Digia announced on Friday morning that it would initiate change negotiations in some of its Finnish units to respond to the changed demand in the IT services market (link to the release). The negotiations involve approximately 300 employees, and the company estimates the need for redundancies to be a maximum of 50 employees. In our view, the adjustment measures are a logical continuation of the company's new strategy period, the initial phase of which emphasizes operational renewal and efficiency improvement. The targeted annual savings of 2-3 MEUR from these measures support our earnings estimates for the current year and the company's goal of increasing profitability towards an EBITA margin of over 12% by the end of the strategy period.
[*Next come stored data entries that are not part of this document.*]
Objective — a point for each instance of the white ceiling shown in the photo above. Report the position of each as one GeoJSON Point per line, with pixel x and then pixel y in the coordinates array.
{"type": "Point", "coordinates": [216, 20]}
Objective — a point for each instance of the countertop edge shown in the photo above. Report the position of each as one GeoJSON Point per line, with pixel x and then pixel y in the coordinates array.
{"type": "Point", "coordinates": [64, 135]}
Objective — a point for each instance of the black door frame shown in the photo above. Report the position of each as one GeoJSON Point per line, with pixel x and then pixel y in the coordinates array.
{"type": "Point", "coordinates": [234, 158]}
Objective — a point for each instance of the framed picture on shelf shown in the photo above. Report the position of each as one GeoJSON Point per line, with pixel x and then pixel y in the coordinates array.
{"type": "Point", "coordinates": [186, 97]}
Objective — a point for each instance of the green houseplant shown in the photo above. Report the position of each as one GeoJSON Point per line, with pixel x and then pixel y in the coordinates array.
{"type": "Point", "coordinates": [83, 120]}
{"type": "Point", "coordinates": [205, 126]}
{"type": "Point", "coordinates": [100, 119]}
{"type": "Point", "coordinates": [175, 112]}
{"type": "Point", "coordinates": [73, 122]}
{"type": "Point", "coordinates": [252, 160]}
Adjustments address soft demand in certain service areas
The change negotiations are due to the current market situation in the IT sector, which has led to weakened customer demand for Digia in certain service areas. Similar precise adjustment measures were also seen last year in the Managed Solutions unit, where the company aimed for savings of around 2-2.5 MEUR. Digia has grown to a size and has such a broad service offering that, inevitably over time, there will be areas where demand declines (driven by market changes or technological developments). In such cases, change negotiations are unfortunately a natural and often the only option. Tieto Plc has operated with the same logic for ten years.
The now announced need to reduce 50 employees corresponds to approximately 3% of the company's total workforce of about 1,600 employees. The targeted annual savings of 2-3 MEUR support our forecast of an adjusted EBITA of 23.2 MEUR for 2026. One-off costs arising from the negotiations will be recognized in H1’26, which will slightly depress the reported result.
Strategic growth investments continue alongside efficiency improvements
Despite the adjustment measures, Digia continues its strategic investments in AI, service productization, and international growth. This is in line with the company's recently published strategy for 2026-2028, where the theme for the first year is specifically operational renewal. In our view, the company's ability to react quickly to changes in market demand is essential to maintain its profile as a "stable earnings machine" and to achieve its profitability targets in a challenging market environment. Digia aims to achieve over 10% annual growth and an EBITA margin of over 12% by the end of the strategy period. Our current forecast for 2026 revenue growth is 3.9% (225.5 MEUR) and for the EBITA margin is 10.3%. The release does not necessitate updates to our forecasts, and we will add our estimated one-off expense of just under 0.5 MEUR to our forecasts in connection with the next update.